Fielder's absence follows an investigation into a leaked confidential memo — a legal communication from the City Attorney's office that was apparently disclosed without authorization. Her office has cited a mental health crisis, and we genuinely hope she's okay. Mental health is serious, and no one should minimize that.
But let's talk about what we actually know.
Leaking privileged attorney-client communications from the City Attorney isn't just an oops-I-hit-reply-all moment. It's potentially illegal. As one SF resident put it plainly: "How can the city — or any organization really — function if its own attorney can't have candid communication and trust the leaders responsible for governing it? It is also literally against the law."
That's the core issue. San Francisco's government already struggles with dysfunction, bloated bureaucracy, and eroding public trust. If elected officials are leaking privileged legal strategy — presumably to allies or media outlets who share their political aims — it fundamentally undermines the city's ability to govern. Period.

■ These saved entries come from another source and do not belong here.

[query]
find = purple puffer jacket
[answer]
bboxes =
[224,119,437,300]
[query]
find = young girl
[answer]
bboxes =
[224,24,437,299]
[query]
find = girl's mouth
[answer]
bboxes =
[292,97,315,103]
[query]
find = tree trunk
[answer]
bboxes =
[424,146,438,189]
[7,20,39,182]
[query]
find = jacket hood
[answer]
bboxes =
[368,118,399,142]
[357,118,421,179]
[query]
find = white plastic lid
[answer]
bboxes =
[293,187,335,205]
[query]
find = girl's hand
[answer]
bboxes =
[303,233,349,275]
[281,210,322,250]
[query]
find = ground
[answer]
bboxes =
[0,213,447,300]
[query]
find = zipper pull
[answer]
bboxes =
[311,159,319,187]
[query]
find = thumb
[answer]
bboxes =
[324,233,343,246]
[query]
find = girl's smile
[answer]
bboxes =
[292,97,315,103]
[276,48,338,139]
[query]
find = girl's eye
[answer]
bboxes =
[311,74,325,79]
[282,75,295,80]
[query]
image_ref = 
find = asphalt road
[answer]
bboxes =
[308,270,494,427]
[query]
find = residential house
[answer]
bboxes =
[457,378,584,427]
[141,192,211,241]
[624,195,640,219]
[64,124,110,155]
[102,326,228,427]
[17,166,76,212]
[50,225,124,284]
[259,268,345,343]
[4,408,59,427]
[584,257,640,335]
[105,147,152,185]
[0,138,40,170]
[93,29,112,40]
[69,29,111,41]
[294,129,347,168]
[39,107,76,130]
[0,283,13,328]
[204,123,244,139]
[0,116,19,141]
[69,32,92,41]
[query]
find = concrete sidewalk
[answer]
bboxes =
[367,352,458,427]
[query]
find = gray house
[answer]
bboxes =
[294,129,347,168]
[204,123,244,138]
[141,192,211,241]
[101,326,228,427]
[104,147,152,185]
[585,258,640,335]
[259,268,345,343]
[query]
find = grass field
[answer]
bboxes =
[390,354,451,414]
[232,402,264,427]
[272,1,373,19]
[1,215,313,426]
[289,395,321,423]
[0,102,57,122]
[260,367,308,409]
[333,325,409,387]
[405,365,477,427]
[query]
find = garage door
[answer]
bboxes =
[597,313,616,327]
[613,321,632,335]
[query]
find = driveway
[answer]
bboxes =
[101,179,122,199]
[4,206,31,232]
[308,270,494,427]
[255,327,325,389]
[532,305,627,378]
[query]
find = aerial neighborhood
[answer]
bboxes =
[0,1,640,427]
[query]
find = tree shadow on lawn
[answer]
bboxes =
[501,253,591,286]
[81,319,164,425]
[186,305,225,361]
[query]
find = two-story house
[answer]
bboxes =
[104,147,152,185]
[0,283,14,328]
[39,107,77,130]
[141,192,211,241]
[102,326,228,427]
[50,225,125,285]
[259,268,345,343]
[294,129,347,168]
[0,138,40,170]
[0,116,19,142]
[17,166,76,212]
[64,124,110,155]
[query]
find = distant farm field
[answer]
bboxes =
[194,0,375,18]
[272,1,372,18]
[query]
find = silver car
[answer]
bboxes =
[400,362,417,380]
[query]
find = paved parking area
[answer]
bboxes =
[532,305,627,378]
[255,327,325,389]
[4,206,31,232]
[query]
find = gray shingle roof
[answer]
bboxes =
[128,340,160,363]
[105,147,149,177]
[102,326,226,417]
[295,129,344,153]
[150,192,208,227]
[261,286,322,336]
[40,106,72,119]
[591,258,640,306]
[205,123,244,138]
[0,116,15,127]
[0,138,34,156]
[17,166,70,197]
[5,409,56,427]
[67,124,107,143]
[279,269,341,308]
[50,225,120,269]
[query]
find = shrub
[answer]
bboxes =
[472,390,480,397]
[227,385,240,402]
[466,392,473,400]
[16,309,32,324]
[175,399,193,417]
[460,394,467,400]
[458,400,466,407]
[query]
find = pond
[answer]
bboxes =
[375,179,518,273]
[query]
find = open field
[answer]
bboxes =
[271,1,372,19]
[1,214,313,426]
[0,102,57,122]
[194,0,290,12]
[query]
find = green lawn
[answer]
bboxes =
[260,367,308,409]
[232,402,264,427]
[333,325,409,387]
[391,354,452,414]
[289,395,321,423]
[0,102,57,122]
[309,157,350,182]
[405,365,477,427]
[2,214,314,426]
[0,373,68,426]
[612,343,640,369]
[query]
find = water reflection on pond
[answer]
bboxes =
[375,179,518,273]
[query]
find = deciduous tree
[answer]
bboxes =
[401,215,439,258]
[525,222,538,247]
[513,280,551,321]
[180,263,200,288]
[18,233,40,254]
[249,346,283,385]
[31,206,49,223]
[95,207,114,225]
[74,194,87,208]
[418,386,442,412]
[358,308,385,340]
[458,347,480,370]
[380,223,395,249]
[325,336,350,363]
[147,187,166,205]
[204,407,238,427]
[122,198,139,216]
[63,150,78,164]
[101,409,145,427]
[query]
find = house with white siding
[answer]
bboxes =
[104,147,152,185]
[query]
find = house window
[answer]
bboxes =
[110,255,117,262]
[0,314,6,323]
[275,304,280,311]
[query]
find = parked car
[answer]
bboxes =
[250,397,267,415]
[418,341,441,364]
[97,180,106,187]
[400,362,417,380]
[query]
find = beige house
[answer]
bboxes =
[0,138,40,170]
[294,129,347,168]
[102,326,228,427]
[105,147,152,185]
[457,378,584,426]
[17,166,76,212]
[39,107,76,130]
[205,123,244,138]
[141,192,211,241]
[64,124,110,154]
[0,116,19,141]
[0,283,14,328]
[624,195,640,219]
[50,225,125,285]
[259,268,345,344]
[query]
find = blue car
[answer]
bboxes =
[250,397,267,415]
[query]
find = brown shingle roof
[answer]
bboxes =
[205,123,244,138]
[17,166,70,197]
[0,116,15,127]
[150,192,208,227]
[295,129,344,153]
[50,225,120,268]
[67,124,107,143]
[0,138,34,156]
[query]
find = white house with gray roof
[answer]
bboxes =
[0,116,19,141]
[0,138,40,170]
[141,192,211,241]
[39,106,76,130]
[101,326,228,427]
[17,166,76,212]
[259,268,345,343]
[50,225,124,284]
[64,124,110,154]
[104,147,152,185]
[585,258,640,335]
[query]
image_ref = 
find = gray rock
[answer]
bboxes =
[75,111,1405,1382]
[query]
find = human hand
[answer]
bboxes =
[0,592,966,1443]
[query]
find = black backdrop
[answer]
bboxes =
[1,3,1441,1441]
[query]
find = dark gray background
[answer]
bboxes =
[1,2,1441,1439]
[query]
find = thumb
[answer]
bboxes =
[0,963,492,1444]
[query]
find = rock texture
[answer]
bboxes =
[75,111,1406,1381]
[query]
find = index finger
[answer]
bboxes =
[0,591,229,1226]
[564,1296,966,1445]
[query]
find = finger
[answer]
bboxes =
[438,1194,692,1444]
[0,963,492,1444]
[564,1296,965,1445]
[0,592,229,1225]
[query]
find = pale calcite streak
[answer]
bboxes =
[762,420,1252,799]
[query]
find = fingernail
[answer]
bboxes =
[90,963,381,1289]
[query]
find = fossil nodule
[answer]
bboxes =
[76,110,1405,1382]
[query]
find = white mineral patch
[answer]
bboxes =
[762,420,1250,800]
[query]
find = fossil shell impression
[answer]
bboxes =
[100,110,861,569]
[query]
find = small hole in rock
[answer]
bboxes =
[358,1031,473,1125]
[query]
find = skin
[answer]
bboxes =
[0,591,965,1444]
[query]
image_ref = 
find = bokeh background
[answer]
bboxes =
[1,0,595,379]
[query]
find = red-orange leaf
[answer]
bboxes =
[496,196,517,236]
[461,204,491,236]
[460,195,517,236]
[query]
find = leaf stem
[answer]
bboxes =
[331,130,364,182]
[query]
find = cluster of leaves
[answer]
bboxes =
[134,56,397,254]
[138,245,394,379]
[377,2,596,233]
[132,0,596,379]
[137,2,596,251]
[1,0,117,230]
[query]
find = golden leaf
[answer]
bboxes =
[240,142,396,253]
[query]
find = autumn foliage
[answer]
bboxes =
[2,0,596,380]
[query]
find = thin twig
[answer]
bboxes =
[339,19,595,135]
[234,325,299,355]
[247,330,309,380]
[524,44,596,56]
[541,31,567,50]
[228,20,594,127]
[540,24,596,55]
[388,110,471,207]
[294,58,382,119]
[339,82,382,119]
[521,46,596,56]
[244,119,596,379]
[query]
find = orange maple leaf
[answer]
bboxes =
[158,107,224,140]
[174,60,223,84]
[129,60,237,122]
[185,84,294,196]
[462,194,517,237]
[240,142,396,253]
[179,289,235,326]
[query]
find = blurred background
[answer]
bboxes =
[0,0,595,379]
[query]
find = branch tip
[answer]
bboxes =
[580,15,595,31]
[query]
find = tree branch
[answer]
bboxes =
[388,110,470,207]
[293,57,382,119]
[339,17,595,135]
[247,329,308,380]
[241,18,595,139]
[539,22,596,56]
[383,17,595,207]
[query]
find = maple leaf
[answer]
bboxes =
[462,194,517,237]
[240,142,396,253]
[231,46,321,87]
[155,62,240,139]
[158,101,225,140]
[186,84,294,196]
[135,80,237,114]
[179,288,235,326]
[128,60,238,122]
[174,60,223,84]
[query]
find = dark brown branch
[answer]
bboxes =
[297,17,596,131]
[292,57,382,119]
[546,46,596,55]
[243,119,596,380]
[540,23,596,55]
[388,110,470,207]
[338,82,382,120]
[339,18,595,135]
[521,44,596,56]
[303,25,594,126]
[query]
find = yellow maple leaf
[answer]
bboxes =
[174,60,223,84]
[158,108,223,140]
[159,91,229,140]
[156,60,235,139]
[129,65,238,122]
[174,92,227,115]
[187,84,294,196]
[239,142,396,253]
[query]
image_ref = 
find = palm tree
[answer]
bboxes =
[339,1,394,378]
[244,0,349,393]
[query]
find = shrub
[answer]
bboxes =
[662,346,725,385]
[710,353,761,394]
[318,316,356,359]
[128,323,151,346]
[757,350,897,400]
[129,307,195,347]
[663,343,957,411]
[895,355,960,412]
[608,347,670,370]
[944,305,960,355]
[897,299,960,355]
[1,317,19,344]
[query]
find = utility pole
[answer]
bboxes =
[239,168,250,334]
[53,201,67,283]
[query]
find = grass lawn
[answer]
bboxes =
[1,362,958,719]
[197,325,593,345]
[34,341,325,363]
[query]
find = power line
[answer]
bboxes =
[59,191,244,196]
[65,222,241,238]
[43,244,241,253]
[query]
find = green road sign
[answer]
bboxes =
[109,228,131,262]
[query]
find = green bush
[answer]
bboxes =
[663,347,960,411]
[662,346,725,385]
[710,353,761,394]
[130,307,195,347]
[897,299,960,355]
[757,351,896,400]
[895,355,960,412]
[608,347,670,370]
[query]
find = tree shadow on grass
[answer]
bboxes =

Meanwhile, District 9 residents are effectively without representation. Fielder's aides have announced they'll run the office in her absence, which is a nice way of saying unelected staffers are now doing the job voters chose Fielder to do. Another local was more blunt: "She has done nothing but grandstand, nothing substantial for her district, and is now not even present. She needs to resign."
Harsh? Maybe. But constituents deserve accountability. They deserve to know whether their supervisor leaked a confidential document, what her motive was, and when — or if — she plans to return. The silence from her office and her political allies has been deafening.
Here's the uncomfortable question no one in City Hall seems willing to ask out loud: if the investigation concludes Fielder did leak the memo, what are the consequences? Because in San Francisco politics, the answer is too often "nothing." Supervisors grandstand, supervisors obstruct, and supervisors face zero accountability — because the political machine protects its own.
D9 deserves better than an empty seat and unanswered questions. If Fielder can't serve, she should say so. And if she broke the law, she should face the same consequences any other city employee would.